How can one translate high-quality statistical data and regression output into palatable information for the average reader? Should more precise data—with four or five digits trailing the decimal—be reported at the expense of potentially complicating results? Or should researchers cut their reported results to one or two trailing digits to provide more concise, readable conclusions? Some researchers have argued that the extra digits tend to falsely imply a level of accuracy that does not actually exist in the experiment. In Sociological Science, IPR sociologist Jeremy Freese argues that statistical precision, while oftentimes unwieldy, is actually necessary to preserve the statistical and essential meaning of results. In a simple confidence interval calculation, Freese shows that by reducing an estimate from five trailing digits to two, the resulting confidence interval becomes 10 times as wide—that is, 10 times less meaningful. Freese concludes that coefficients should be reported to at least three digits to preserve statistical precision and ensure the validity and reproducibility of current and future research. 

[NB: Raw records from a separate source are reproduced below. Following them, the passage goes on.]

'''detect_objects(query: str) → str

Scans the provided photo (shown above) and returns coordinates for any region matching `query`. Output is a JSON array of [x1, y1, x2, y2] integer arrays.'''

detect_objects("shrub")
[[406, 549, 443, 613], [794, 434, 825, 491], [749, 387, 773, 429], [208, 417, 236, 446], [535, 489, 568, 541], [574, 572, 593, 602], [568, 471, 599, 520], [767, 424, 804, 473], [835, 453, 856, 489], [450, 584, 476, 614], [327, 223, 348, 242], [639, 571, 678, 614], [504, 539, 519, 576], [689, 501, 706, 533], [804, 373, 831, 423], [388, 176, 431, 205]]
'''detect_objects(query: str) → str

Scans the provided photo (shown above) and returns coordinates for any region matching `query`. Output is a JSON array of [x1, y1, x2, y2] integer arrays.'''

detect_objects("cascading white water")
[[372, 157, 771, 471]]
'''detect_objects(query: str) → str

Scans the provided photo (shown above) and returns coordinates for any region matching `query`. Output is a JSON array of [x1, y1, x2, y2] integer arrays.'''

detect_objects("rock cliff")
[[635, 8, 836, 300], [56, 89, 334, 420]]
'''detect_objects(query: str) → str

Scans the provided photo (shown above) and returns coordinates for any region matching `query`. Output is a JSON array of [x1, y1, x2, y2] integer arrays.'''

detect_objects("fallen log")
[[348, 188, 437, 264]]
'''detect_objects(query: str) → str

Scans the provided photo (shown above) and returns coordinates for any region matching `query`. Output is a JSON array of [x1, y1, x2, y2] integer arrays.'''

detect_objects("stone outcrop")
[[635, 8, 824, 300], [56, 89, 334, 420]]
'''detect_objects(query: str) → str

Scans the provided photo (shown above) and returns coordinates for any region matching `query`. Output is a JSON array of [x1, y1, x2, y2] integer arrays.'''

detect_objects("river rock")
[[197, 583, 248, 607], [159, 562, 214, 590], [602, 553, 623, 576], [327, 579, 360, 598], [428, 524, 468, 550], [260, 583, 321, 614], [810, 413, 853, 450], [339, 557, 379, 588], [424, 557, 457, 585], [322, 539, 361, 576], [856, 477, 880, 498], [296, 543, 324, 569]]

Regression Models for Categorical Data in Stata

For the third edition of Regression Models for Categorical Dependent Variables Using Stata (Stata Press, 2014), Freese and co-author J. Scott Long of Indiana University–Bloomington rewrote the book, adding 60 pages more than the second edition—even though 150 pages were deleted—and revisited their original “suite” of authored commands and detailed new ones. Among those added are the change of factor variables and the “margins” command, affecting how variables can be estimated and interpreted. Additionally, Long and Freese completely revamped their popular SPost commands, which make it easier to include powers or interactions of covariates in regression models and work seamlessly with models estimated with complex survey data. Starting with a detailed introduction to Stata and then moving into general treatment of models, the authors illustrate each of their chapters with concrete examples, including a new chapter on how to interpret regression models using predictions. They have also posted all of the examples, datasets, and their authored commands from the book on their website.